Esta idea creó una división fundamental para la comprensión de las diferencias y las igualdades. Dicho de otra manera, somos iguales ante la vida, ante la existencia, ante la creación, pero no ante otros seres vivos. No solo soy diferente a mi perro, sino que soy diferente a otros escritores, soy diferente a otros seres humanos, muy inferior a otros, muy superior a otros, yo ocupo un determinado lugar en la existencia.  Me han dado un puesto que ocupar en la empresa de la vida, y el día que me muera o renuncie nadie podrá cubrir mi puesto, es irremplazable, no hay ninguna posibilidad de que otro ocupe mi lugar, sencillamente porque soy único. Esto es maravilloso para entrar en armonía con lo que somos.

Los humanos no somos todos iguales, algunos traen cosas del más allá que son notoriamente diferentes y especiales, otros están tan pringados con los condicionamientos que no pueden ni acceder a lo que han traído; se han olvidado de lo que son y de lo que tienen; incluso crean una vida basada en lo que no son, dejando de lado la autentica esencia, quizá por no conocerla o por haberla olvidado.
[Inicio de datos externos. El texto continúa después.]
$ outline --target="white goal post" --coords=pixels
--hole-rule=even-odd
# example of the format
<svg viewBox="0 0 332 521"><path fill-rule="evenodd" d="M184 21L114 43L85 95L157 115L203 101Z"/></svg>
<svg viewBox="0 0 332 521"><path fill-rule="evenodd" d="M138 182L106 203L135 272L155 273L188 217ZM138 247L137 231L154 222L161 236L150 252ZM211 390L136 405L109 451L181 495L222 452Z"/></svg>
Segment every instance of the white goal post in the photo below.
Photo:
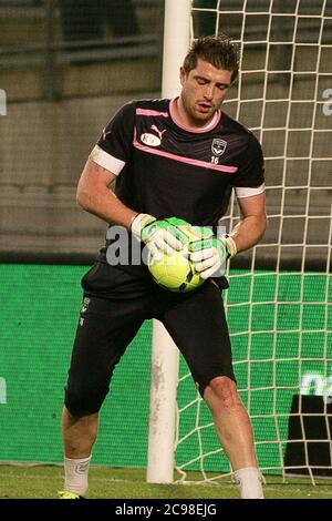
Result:
<svg viewBox="0 0 332 521"><path fill-rule="evenodd" d="M179 92L190 38L225 32L241 47L225 111L262 143L269 227L228 274L235 374L261 470L283 479L302 473L314 483L332 477L332 2L166 0L165 7L164 96ZM232 198L220 224L231 229L238 218ZM147 480L170 483L175 468L181 481L191 470L216 481L230 471L228 460L163 329L154 324Z"/></svg>
<svg viewBox="0 0 332 521"><path fill-rule="evenodd" d="M173 98L179 92L179 68L190 42L190 0L165 1L163 98ZM174 479L178 360L178 349L162 323L154 320L147 461L149 483L172 483Z"/></svg>

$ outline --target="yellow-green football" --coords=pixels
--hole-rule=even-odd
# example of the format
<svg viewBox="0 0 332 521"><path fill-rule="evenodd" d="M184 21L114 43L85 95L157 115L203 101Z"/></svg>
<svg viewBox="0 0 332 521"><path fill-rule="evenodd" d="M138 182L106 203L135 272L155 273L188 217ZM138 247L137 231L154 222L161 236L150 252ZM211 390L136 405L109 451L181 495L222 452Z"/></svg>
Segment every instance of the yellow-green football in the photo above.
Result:
<svg viewBox="0 0 332 521"><path fill-rule="evenodd" d="M156 260L149 257L148 269L154 280L165 289L177 293L191 292L199 287L204 279L195 270L189 259L188 246L191 242L200 241L201 235L194 233L189 224L177 226L187 237L186 244L180 251L172 255L165 253Z"/></svg>

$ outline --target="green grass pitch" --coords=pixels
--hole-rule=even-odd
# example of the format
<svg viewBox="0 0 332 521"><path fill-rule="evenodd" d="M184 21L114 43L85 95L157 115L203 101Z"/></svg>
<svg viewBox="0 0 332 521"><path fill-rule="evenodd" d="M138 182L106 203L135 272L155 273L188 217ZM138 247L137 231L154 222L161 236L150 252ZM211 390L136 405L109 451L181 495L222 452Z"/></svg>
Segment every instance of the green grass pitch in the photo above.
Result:
<svg viewBox="0 0 332 521"><path fill-rule="evenodd" d="M267 499L332 499L332 481L266 477ZM0 466L0 499L53 499L63 488L61 466ZM92 467L91 499L237 499L229 477L207 484L151 484L144 469Z"/></svg>

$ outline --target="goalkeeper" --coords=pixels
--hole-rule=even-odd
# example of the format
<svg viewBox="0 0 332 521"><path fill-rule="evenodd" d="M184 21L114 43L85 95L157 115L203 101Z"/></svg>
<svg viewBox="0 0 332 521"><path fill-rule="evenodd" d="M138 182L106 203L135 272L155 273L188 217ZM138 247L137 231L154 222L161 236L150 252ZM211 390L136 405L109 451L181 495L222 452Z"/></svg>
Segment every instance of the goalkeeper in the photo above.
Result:
<svg viewBox="0 0 332 521"><path fill-rule="evenodd" d="M252 247L266 229L261 146L251 132L221 111L238 63L238 49L228 37L195 40L180 68L179 96L122 106L84 167L77 203L111 227L105 246L82 279L83 307L62 418L65 483L61 498L86 494L98 411L114 367L143 321L151 318L165 325L184 355L211 411L241 498L262 498L221 298L228 287L227 258ZM115 193L110 190L114 180ZM205 283L186 294L157 286L145 263L132 255L137 244L147 245L152 255L179 249L176 221L165 225L172 216L217 232L232 191L241 212L239 223L229 236L204 241L191 253ZM129 239L121 243L126 255L120 255L116 264L110 252L116 249L120 229Z"/></svg>

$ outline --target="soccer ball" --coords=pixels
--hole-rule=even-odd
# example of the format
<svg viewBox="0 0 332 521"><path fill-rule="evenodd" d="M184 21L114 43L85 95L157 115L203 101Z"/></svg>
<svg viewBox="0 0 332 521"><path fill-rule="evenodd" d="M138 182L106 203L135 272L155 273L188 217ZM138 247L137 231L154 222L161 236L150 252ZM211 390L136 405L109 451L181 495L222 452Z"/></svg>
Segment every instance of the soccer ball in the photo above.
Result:
<svg viewBox="0 0 332 521"><path fill-rule="evenodd" d="M176 293L191 292L199 287L204 279L195 270L189 259L188 246L191 242L201 239L201 235L191 231L190 225L178 226L188 241L180 251L172 255L160 253L159 258L148 258L148 269L154 280L164 289Z"/></svg>

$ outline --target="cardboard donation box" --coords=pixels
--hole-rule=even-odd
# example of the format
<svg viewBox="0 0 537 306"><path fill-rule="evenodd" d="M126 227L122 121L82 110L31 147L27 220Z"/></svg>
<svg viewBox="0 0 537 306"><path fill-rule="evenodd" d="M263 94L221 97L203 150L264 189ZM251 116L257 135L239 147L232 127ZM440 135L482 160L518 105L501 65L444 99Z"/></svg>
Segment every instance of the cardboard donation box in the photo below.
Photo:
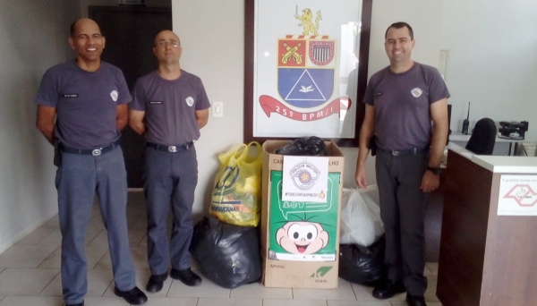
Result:
<svg viewBox="0 0 537 306"><path fill-rule="evenodd" d="M263 144L262 283L267 287L337 288L343 154L331 141L325 141L325 158L273 153L288 142L267 140ZM319 170L323 167L315 166L315 158L322 161L328 173ZM284 159L289 165L284 166ZM312 188L316 180L323 182L317 186L321 191ZM293 182L300 191L287 192ZM289 200L291 195L311 198Z"/></svg>

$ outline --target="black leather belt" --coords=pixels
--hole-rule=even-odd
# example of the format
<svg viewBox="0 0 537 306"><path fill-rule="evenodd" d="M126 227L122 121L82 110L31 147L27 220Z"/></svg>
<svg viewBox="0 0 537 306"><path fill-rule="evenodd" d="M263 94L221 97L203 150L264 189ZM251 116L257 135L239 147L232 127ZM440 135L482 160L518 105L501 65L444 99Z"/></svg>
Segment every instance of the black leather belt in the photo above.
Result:
<svg viewBox="0 0 537 306"><path fill-rule="evenodd" d="M430 149L429 149L429 147L422 148L422 149L414 148L414 149L384 149L377 148L377 150L383 152L383 153L391 154L394 157L401 157L401 156L405 156L405 155L418 155L418 154L427 153L427 152L429 152Z"/></svg>
<svg viewBox="0 0 537 306"><path fill-rule="evenodd" d="M149 148L153 148L159 151L171 152L171 153L176 153L179 151L189 149L189 148L192 147L193 145L194 145L194 141L191 141L191 142L187 142L187 143L183 143L183 144L180 144L180 145L173 145L173 146L161 145L158 143L153 143L153 142L149 142L149 141L146 142L146 146L148 146Z"/></svg>
<svg viewBox="0 0 537 306"><path fill-rule="evenodd" d="M61 142L60 142L61 143ZM101 147L97 149L74 149L65 147L65 145L61 144L61 151L63 153L70 153L70 154L79 154L79 155L92 155L94 157L98 157L101 154L105 154L113 150L114 149L119 147L119 140L112 142L107 147Z"/></svg>

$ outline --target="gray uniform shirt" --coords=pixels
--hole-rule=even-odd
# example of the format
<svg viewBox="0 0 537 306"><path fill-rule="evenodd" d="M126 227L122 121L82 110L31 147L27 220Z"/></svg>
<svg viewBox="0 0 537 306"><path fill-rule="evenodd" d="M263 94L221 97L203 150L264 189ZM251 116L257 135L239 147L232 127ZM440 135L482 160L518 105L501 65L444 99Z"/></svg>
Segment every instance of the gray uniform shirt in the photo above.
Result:
<svg viewBox="0 0 537 306"><path fill-rule="evenodd" d="M101 62L97 72L89 72L71 61L45 72L36 102L55 107L54 134L65 146L96 149L119 139L117 106L131 99L119 68Z"/></svg>
<svg viewBox="0 0 537 306"><path fill-rule="evenodd" d="M403 73L386 67L370 79L363 103L375 107L377 145L385 149L426 148L430 145L430 104L449 92L434 67L413 64Z"/></svg>
<svg viewBox="0 0 537 306"><path fill-rule="evenodd" d="M136 81L131 109L145 111L146 140L181 145L200 138L196 111L210 107L201 80L183 70L176 80L154 71Z"/></svg>

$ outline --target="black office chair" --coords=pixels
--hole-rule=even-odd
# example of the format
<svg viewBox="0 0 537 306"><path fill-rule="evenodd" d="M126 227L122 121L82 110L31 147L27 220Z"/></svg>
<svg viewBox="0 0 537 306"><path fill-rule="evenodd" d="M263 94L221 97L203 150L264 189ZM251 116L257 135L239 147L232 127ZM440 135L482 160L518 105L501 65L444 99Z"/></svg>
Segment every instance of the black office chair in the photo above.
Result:
<svg viewBox="0 0 537 306"><path fill-rule="evenodd" d="M475 123L466 149L477 155L492 155L498 131L492 119L482 118Z"/></svg>

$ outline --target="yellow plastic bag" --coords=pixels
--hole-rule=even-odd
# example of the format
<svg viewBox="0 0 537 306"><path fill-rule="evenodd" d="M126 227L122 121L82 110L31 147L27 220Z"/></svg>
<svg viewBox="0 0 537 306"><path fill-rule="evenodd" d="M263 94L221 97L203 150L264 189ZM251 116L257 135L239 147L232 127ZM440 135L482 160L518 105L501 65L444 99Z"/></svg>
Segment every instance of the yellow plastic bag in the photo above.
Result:
<svg viewBox="0 0 537 306"><path fill-rule="evenodd" d="M209 213L234 225L257 226L261 203L261 145L257 141L240 144L220 154L218 159L220 169Z"/></svg>

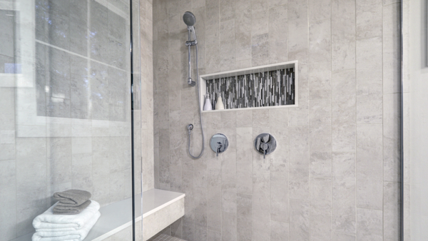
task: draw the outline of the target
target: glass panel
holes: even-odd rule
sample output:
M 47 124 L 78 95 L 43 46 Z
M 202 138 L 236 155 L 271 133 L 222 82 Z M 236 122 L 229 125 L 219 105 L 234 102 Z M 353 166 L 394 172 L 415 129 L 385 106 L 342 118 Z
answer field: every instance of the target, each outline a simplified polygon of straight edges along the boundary
M 93 208 L 83 223 L 99 211 L 95 225 L 108 224 L 85 240 L 130 223 L 130 20 L 128 0 L 0 1 L 1 240 L 46 235 L 34 220 L 56 204 L 54 193 L 72 189 L 89 192 L 92 202 L 68 217 Z M 132 240 L 132 226 L 114 235 Z
M 427 1 L 403 2 L 404 240 L 428 240 Z

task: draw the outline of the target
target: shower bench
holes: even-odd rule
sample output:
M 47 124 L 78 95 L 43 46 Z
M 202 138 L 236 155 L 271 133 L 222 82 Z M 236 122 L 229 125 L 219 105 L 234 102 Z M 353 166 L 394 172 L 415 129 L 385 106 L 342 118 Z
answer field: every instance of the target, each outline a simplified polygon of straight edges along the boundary
M 143 212 L 141 195 L 135 198 L 136 223 L 143 217 L 143 240 L 147 240 L 181 217 L 184 216 L 184 193 L 152 189 L 143 193 Z M 125 229 L 132 228 L 131 198 L 111 203 L 100 208 L 101 216 L 84 240 L 110 240 L 111 236 L 119 235 Z M 142 214 L 142 215 L 141 215 Z M 141 227 L 141 225 L 137 225 Z M 126 232 L 129 237 L 130 232 Z M 136 230 L 136 234 L 141 232 Z M 31 240 L 32 233 L 12 241 Z M 141 240 L 137 238 L 136 240 Z

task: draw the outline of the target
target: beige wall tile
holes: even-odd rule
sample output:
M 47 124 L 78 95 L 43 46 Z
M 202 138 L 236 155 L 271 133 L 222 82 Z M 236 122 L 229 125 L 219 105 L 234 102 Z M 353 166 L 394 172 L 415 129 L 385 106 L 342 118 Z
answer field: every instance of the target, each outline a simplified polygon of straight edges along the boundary
M 357 125 L 357 207 L 382 208 L 382 125 Z
M 382 211 L 357 208 L 357 240 L 382 240 Z

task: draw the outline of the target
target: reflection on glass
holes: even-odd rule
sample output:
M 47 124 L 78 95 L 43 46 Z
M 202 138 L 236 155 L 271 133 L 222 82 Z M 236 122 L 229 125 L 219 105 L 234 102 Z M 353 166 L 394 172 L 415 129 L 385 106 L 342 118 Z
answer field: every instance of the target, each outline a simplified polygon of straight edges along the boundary
M 0 240 L 71 189 L 131 221 L 128 2 L 0 1 Z

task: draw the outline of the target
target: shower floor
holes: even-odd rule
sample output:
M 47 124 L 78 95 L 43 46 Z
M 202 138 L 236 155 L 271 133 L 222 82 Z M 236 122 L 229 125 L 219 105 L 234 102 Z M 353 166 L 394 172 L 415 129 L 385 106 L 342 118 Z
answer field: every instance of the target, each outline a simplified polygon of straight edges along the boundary
M 147 241 L 185 241 L 185 240 L 179 239 L 178 237 L 168 236 L 167 235 L 160 234 L 160 235 L 156 235 L 154 237 L 151 237 L 151 239 L 149 239 Z

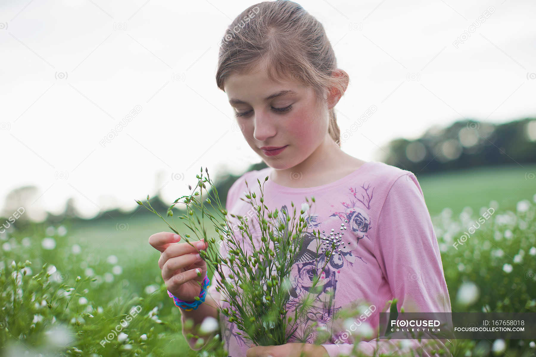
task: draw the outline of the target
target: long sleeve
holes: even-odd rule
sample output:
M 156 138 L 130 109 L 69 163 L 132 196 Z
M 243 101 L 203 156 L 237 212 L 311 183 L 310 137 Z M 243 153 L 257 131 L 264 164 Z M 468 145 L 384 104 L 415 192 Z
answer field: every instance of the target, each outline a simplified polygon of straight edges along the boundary
M 422 191 L 412 173 L 398 177 L 386 196 L 378 219 L 374 254 L 392 298 L 398 299 L 399 313 L 402 307 L 406 313 L 451 312 L 439 246 Z M 359 352 L 352 355 L 412 355 L 413 353 L 451 356 L 445 346 L 447 341 L 389 339 L 381 336 L 377 340 L 361 341 L 355 346 L 322 345 L 330 357 L 350 355 L 354 347 Z M 440 354 L 438 352 L 442 348 L 444 352 Z

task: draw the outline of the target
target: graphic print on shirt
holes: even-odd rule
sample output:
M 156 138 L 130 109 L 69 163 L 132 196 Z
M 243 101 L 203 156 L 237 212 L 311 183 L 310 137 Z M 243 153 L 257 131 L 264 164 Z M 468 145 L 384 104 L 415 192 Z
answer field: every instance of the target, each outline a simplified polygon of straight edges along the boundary
M 291 323 L 295 330 L 289 338 L 289 343 L 314 343 L 316 339 L 314 329 L 321 327 L 332 330 L 331 325 L 337 313 L 343 309 L 341 306 L 336 306 L 334 299 L 341 270 L 346 266 L 347 271 L 343 272 L 347 274 L 347 270 L 353 267 L 356 258 L 359 258 L 361 263 L 367 263 L 357 254 L 357 248 L 359 240 L 364 238 L 370 239 L 367 234 L 373 226 L 369 212 L 374 187 L 371 189 L 370 185 L 367 187 L 363 185 L 359 190 L 352 188 L 348 190 L 350 193 L 348 200 L 339 203 L 338 210 L 335 205 L 331 205 L 333 212 L 322 222 L 318 215 L 308 216 L 308 205 L 306 203 L 302 205 L 302 208 L 306 208 L 303 215 L 309 229 L 301 236 L 303 239 L 301 249 L 293 262 L 290 262 L 289 259 L 288 261 L 292 264 L 292 287 L 286 308 L 287 311 L 293 313 L 288 316 L 294 316 L 293 313 L 300 306 L 300 302 L 309 293 L 315 274 L 321 274 L 321 279 L 315 289 L 317 293 L 312 296 L 313 306 L 306 313 L 299 316 L 297 321 Z M 286 219 L 288 214 L 286 205 L 281 206 L 278 210 L 282 216 L 278 216 L 280 221 Z M 312 233 L 313 230 L 317 230 L 321 232 L 319 238 Z M 260 231 L 256 228 L 252 230 L 260 236 Z M 336 248 L 328 255 L 332 242 L 335 243 Z M 274 249 L 277 250 L 277 246 Z M 327 263 L 321 273 L 320 269 L 326 260 Z M 311 325 L 315 322 L 316 324 L 314 328 Z M 227 346 L 229 346 L 232 337 L 235 338 L 239 346 L 244 346 L 245 343 L 249 346 L 251 341 L 237 335 L 236 332 L 239 331 L 235 329 L 234 323 L 229 324 L 229 328 L 223 331 L 222 336 Z M 334 337 L 332 339 L 333 342 L 336 339 Z M 324 342 L 323 341 L 322 343 Z

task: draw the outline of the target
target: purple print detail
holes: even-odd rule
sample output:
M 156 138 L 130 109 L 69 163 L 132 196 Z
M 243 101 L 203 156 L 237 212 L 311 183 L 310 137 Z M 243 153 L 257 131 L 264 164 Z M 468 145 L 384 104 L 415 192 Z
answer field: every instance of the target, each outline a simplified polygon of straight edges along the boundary
M 318 342 L 316 328 L 311 325 L 313 323 L 316 326 L 332 331 L 334 320 L 343 309 L 340 304 L 337 304 L 335 301 L 337 283 L 341 277 L 353 274 L 347 269 L 343 271 L 342 268 L 345 265 L 347 268 L 352 268 L 356 258 L 367 264 L 355 253 L 358 251 L 358 244 L 361 239 L 365 237 L 370 239 L 368 234 L 373 225 L 369 211 L 374 188 L 371 188 L 370 185 L 366 187 L 363 185 L 361 189 L 363 191 L 360 194 L 361 198 L 358 197 L 355 189 L 349 189 L 351 196 L 348 202 L 340 202 L 340 211 L 336 210 L 329 216 L 322 218 L 318 215 L 309 215 L 308 211 L 303 214 L 309 229 L 301 236 L 301 248 L 292 260 L 288 257 L 286 261 L 288 265 L 285 267 L 290 267 L 291 269 L 291 288 L 286 306 L 287 311 L 291 312 L 288 316 L 294 316 L 296 308 L 309 293 L 312 295 L 313 302 L 307 311 L 299 314 L 297 320 L 293 321 L 292 329 L 287 331 L 289 335 L 288 342 L 310 344 Z M 281 206 L 279 210 L 280 214 L 278 219 L 280 223 L 284 223 L 289 215 L 289 211 L 286 205 Z M 252 237 L 257 245 L 260 243 L 260 227 L 254 225 L 251 228 Z M 321 232 L 319 237 L 312 232 L 317 230 Z M 330 253 L 333 244 L 336 247 Z M 276 253 L 279 252 L 277 243 L 273 248 Z M 325 263 L 325 267 L 321 271 Z M 262 265 L 259 264 L 257 269 L 262 269 Z M 312 290 L 315 275 L 319 275 L 320 280 Z M 343 278 L 344 281 L 344 278 Z M 226 306 L 224 307 L 229 307 L 228 302 L 224 305 Z M 220 316 L 220 318 L 225 319 L 227 325 L 226 328 L 222 329 L 226 347 L 229 346 L 232 337 L 239 346 L 251 345 L 250 340 L 237 335 L 239 330 L 235 323 L 229 323 L 227 317 L 223 315 Z M 339 340 L 345 340 L 344 335 L 337 337 Z M 333 339 L 332 336 L 330 339 L 332 342 Z M 325 342 L 320 341 L 320 343 Z

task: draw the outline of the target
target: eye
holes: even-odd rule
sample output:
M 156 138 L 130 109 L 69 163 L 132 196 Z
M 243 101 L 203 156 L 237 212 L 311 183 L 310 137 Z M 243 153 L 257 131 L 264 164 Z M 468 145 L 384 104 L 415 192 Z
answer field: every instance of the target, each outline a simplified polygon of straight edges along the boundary
M 285 107 L 285 108 L 274 108 L 272 107 L 272 109 L 277 113 L 286 113 L 292 109 L 292 104 L 291 104 L 288 107 Z M 251 110 L 248 110 L 247 111 L 242 112 L 242 113 L 235 113 L 235 116 L 236 117 L 245 117 L 247 116 L 249 113 L 251 111 Z

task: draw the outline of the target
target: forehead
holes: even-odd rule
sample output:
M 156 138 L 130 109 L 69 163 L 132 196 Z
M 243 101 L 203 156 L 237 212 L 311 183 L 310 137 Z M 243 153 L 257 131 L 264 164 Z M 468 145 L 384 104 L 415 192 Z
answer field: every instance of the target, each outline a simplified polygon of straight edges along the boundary
M 265 102 L 282 95 L 293 96 L 306 88 L 289 79 L 269 78 L 264 70 L 248 73 L 234 73 L 225 81 L 224 89 L 231 104 Z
Estaba comiendo con mi hija Amelys y su mama Paula, y ella me preguntó ¿Qué he traído yo que sea solo mío?  Yo le respondí: “Ese amor que tienes por los animales, eres una apasionada de tus gatos, tu perro y tu caballo.  Mama y yo no hemos traído eso, eso es tuyo y te permite tener una relación con los animales que disfrutas mucho, son como tus amigos” Su mirada se ilumino y me dijo: “Sí, eso es mío”.  Pero la conversación acababa de empezar.  Luego me pregunto que otras cosas había traído, y le dije: “No todo es tuyo, algunas cosas la has recogido de esta vida, de tus padres, de las experiencias”.  Me preguntó “¿Qué cosas?”  Y le dije: “Por ejemplo eres confrontadora como yo, eres respetuosa como tu madre”. Y ella dijo algo tremendo, que me llegó profundamente al corazón, me dijo: “Eso también lo he traído yo, es mío. Si tu eres confrontador será una casualidad de que los dos seamos así. Y si mama es respetuosa como yo será una coincidencia. Yo soy yo y vosotros sois vosotros, no confundamos.”  Esta declaración ha trastocado todas mis conclusiones, llevo 1 mes replanteándome todo acerca de lo que somos y traemos. Y esto lo voy a compartir en mi próximo post: «LA TEORÍA DE UNA NIÑA DE 9 AÑOS». Incluso las cosas que tenemos en común son diferentes.